Daipe Integration

If you're already using Daipe and want to start using DQ Tool, you need to set it up, as described below. The DQ Tool configuration and instantiation is handled by Daipe, so you can use a DQ Tool instance in any Daipe-decorated notebook function.

Setup

The following steps assume you already have a daipe project and want to start working with DQ Tool in that project.

1. Add Artifact Feed URL to pyproject.toml

The dq-tool-bundle library is distrubuted through a private Datasentics Python package index (artifact feed). Add the following lines to your pyproject.toml so that poetry knows where to get private python wheels.

[[tool.poetry.source]]
name = "datasentics"
url = "<artifact feed url>"
secondary = true
The artifact feed url will be given to you along with your token.

2. Set your artifact feed token in poetry

Run the following command in your terminal with conda activated:

poetry config http-basic.datasentics __token__ <the token> --local
Now poetry has credentials to access the artifact feed.

3. Add dq-tool-bundle as a dependency

Run the following command in your terminal with conda activated:

poetry add dq-tool-bundle
Now you have installed the DQ Tool bundle, the DQ Tool and other necessary dependencies. When you deploy to databricks, these will be available there too.

4. Add database connection string to Databricks secrets / Azure Vault

Take credentials to your expectation database and store a connection string to your Databricks secrets, or Azure Vault accessible in Datatabricks secrets. The connection string needs to have the following format:

postgresql://username:pasword@host:port/database
Note that if you have a $ in your password, you'll need to escape it \$ in the connection string.

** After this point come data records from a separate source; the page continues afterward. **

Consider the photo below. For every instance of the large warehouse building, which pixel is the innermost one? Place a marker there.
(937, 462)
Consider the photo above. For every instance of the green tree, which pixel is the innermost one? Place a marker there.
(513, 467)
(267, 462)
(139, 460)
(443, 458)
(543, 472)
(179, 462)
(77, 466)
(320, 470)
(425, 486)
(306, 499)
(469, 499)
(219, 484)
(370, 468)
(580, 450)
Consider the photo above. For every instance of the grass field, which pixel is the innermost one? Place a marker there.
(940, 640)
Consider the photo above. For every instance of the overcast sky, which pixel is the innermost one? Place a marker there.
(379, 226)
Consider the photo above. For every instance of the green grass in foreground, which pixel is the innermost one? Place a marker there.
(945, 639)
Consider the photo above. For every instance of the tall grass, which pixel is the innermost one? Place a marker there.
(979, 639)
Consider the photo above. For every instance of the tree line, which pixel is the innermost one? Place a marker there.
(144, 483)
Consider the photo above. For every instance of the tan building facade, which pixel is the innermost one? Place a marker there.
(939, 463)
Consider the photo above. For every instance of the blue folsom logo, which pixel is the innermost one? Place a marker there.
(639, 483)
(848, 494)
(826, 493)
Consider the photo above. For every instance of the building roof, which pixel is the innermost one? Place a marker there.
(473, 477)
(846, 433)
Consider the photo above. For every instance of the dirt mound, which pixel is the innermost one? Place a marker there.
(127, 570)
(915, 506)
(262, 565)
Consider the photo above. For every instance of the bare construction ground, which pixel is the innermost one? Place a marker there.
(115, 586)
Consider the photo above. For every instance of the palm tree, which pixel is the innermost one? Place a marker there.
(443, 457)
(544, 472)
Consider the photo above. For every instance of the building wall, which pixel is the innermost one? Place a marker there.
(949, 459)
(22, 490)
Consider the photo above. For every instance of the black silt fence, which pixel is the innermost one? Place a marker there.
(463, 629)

Next, store the artifact feed token to your Databricks secrets / Azure Vault.

Remember the scope and secret names where you have stored these secrets. You'll need them in the next step.

5. Set up cluster environment variables

In your databricks cluster you need to set up the following variables. You can find environment variables under cluster configuration -> Advanced Options -> Spark. Set the following variables:

DQ_TOOL_DB_STORE_CONNECTION_STRING={{secrets/your_scope/postgres_store_connection_string}}
DATABRICKS_HTTP_BASIC_DATASENTICS_PASSWORD={{secrets/your_scope/artifact_feed_token}}
DATABRICKS_HTTP_BASIC_DATASENTICS_USERNAME=__token__
You'll need to restart your cluster so that the changes can take effect.

Usage

Now your can re-deploy your Daipe project and start using DQ Tool.

Define expectations

To define a new expectation, run a notebook function like the following.

from datalakebundle.imports import notebook_function
from datalakebundle.table.parameters.TableParametersManager import TableParametersManager
from dq_tool import DQTool

@notebook_function()
def define_expectations_bronze_covid_tbl(dq_tool: DQTool, table_parameters_manager: TableParametersManager):
    # playground lets you run expectation on top of a table
    params = table_parameters_manager.get_or_parse('my_db.my_table')
    dq_tool.get_playground(table_name=params.table_identifier, database_name=params.db_identifier)
    # the NEVER column values should be between 0 and 1
    never_limits = my_playground.expect_column_values_to_be_between(column="NEVER", min_value=0, max_value=1)
    print(never_limits)
For a list of expectations you can define, see the Great Expectations docs

After you have fine-tuned your expectation definition, you can save it within a decorated function like this:

dq_tool.expectation_store.add(
    expectation=never_limits,
    database_name=my_database_name,
    table_name=my_table_name,
    severity='error',
    agreement='The prediction model needs at least 400 rows to predict something meaningful.',
    tags=['Data Science', 'Basic']
)

Note that this is a throw-away code that doesn't need to be stored in git. All expectation definitions live in your database. To edit expectations, see the editing guide

Validate data

In your pipeline, you'll want to validate data in a table using expectations you saved in the previous step. Use the following snippet as an example.

from datalakebundle.imports import notebook_function

@notebook_function()
def validate_table(dq_tool: DQTool, table_parameters_manager: TableParametersManager):
    results = dq_tool.expectation_store.validate_table(
        database_name=my_database_name,
        table_name=my_table_name
    )
    print(results)